Luis Miguel Rabanal. Epílogo de Alberto. R. Torices. Ed. Leteo, León, 2010. 110 pp.

Aunque tratado con injusticia en el mundo de la poesía, por la reducida difusión de su amplia obra, Luis Miguel Rabanal es, en ámbitos reducidos, un poeta muy admirado. Dando un sesgo en su creación, en 2009 se adentró en el mundo de la narrativa breve con una obra de título sorprendente, Elogio del proxeneta. Continuando la experiencia presenta ahora esta serie de relatos agavillados con un título extenso, de consciente y atractiva ambigüedad. Con una suerte de humildad y acaso una irónica captatio benevolentiae Rabanal habla de «casicuentos», calificativo explicable: no son cuentos en el sentido tradicional; son visiones fugaces de la vida, elaboradas con un delicado lirismo en el que abundan finísimas sinestesias y evocadoras visiones impresionistas.

No hay en estos bellísimos cuentos ningún eco costumbrista, todo queda tamizado por el lirismo. El paisaje y los sentimientos humanos que incluyen, desde el más profundo amor hasta el suicidio, forman una verdadera poética humana. De ahí la expresión del epígrafe: «De un solo anochecer se ha de reconstruir la infancia», incluida en «Casi el dolor», un relato de ambiguo y desolado final: «Al anochecer siempre le faltan los aguzos y le sobran desgracias. Por eso es tan cobarde» (p. 26). Tal vez porque la infancia sigue siendo el refugio del hombre ante la dureza de la vida.

Hay una extraña polisemia en la descripción del paisaje (paisaje de Olleir, no lo olvide el lector) refugio casi siempre de recuerdos y vivencias infantiles que el tiempo ha transformado en alegorías de sentimiento: el primer beso, el dolor por la marcha, la soledad, la muerte... se asocian siempre a un marco delicado, casi imperceptible.
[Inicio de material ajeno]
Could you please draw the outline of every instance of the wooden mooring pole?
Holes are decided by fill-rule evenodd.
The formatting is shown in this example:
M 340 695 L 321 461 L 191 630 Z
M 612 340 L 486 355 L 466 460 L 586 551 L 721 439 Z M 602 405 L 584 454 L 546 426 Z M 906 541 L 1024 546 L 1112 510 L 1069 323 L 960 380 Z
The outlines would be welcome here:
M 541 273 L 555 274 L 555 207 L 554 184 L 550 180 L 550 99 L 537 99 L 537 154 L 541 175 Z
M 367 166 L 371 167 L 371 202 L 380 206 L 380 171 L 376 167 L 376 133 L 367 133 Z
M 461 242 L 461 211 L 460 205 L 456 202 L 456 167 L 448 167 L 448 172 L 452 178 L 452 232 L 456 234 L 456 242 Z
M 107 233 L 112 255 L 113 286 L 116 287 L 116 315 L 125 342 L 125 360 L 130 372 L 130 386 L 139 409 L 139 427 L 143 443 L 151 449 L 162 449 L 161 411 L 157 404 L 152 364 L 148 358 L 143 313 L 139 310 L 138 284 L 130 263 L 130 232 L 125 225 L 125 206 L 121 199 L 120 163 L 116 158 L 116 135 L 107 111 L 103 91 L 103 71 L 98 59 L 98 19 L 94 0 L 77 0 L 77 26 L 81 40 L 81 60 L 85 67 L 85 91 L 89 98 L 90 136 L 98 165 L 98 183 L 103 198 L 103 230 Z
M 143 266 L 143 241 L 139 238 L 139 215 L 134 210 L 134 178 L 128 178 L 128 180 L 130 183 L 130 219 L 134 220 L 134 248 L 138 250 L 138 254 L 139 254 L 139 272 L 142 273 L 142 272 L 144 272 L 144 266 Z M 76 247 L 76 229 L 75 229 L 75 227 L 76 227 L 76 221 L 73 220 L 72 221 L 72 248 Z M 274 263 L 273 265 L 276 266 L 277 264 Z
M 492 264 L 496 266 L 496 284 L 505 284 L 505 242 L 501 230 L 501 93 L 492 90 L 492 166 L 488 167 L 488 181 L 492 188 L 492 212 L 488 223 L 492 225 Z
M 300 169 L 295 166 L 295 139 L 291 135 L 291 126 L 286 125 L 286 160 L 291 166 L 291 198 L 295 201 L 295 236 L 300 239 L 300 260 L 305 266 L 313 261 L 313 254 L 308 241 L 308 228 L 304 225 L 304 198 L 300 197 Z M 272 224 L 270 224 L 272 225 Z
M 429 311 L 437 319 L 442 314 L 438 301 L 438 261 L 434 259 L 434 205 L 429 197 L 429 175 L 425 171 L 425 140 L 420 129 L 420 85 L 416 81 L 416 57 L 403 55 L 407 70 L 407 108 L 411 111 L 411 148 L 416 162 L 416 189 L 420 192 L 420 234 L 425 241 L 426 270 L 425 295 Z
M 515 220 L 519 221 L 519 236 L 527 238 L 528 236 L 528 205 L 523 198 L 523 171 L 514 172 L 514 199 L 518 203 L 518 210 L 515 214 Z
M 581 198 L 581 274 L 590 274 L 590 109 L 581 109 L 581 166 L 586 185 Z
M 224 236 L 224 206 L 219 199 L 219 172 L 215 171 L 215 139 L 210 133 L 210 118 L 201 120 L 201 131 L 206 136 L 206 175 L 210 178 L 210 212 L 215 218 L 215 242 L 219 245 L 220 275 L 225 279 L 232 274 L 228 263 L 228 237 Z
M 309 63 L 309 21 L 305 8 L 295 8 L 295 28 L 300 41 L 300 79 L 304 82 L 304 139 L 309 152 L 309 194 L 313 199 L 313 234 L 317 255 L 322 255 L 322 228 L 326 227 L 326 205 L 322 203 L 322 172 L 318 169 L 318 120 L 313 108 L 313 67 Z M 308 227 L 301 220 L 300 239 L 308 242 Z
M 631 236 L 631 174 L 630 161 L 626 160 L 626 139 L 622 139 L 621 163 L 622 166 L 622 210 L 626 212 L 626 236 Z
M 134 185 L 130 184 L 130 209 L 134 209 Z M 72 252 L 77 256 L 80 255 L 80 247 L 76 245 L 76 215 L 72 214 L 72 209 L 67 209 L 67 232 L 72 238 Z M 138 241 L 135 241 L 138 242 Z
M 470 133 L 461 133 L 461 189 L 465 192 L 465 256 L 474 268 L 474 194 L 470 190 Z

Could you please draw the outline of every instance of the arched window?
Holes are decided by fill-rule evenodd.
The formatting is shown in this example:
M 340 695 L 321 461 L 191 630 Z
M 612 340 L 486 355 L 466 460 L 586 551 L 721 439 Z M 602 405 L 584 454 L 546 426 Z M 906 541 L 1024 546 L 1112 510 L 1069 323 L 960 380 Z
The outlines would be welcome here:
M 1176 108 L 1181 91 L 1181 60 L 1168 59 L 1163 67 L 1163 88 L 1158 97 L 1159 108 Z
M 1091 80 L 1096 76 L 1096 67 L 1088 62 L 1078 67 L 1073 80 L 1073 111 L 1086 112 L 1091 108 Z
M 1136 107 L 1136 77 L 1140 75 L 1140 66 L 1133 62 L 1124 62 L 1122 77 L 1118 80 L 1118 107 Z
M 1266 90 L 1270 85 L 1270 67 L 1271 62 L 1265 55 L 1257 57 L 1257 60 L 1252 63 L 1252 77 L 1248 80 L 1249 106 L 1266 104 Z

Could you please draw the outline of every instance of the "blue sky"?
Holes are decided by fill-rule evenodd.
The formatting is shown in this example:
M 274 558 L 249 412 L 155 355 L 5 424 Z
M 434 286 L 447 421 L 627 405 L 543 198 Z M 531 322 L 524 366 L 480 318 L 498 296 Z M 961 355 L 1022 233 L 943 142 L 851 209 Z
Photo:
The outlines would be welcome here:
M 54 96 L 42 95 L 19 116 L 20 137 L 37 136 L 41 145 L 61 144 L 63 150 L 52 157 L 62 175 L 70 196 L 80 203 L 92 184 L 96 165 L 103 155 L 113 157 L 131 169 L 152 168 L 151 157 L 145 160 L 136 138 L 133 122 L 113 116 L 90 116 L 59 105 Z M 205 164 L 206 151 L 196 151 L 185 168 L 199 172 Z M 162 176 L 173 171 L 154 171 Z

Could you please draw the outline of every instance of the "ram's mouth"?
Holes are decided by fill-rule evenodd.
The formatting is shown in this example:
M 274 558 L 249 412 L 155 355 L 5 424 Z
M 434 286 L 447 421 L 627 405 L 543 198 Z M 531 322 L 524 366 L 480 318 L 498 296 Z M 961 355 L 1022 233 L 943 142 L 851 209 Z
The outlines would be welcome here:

La intensidad del dolor es a veces motivo de tragedia entrevista: «La carcajada de la bruja encantadora que te ofreció su navaja de herrumbre para cortar los hilos destrenzados de tu suerte» (p. 39). El paisaje desaparece a veces, por el impacto feroz del desarrollo, porque «Crecimos en este carrusel de los poderes», escribe aludiendo a la construcción de la presa. O «Aquel día fue el último día de gracia de los pinos», arrastrados por el tractor. De ahí la honda melancolía: «Hoy es octubre, casi siempre es octubre» (p. 33).

Esta armonización de lo real en el pasado y la visión mágica de los recuerdos tiene con frecuencia un final expresado en lírico epifonema, una especie de observación filosófica o, cuando menos trascendental, casi siempre empapada de tristeza o pesimismo. Pero siempre con un sentido universal. Ese sustrato psicológico, fuente esencial de la creación estética, está perenne en la belleza de esta obra, en excelente edición del grupo Leteo.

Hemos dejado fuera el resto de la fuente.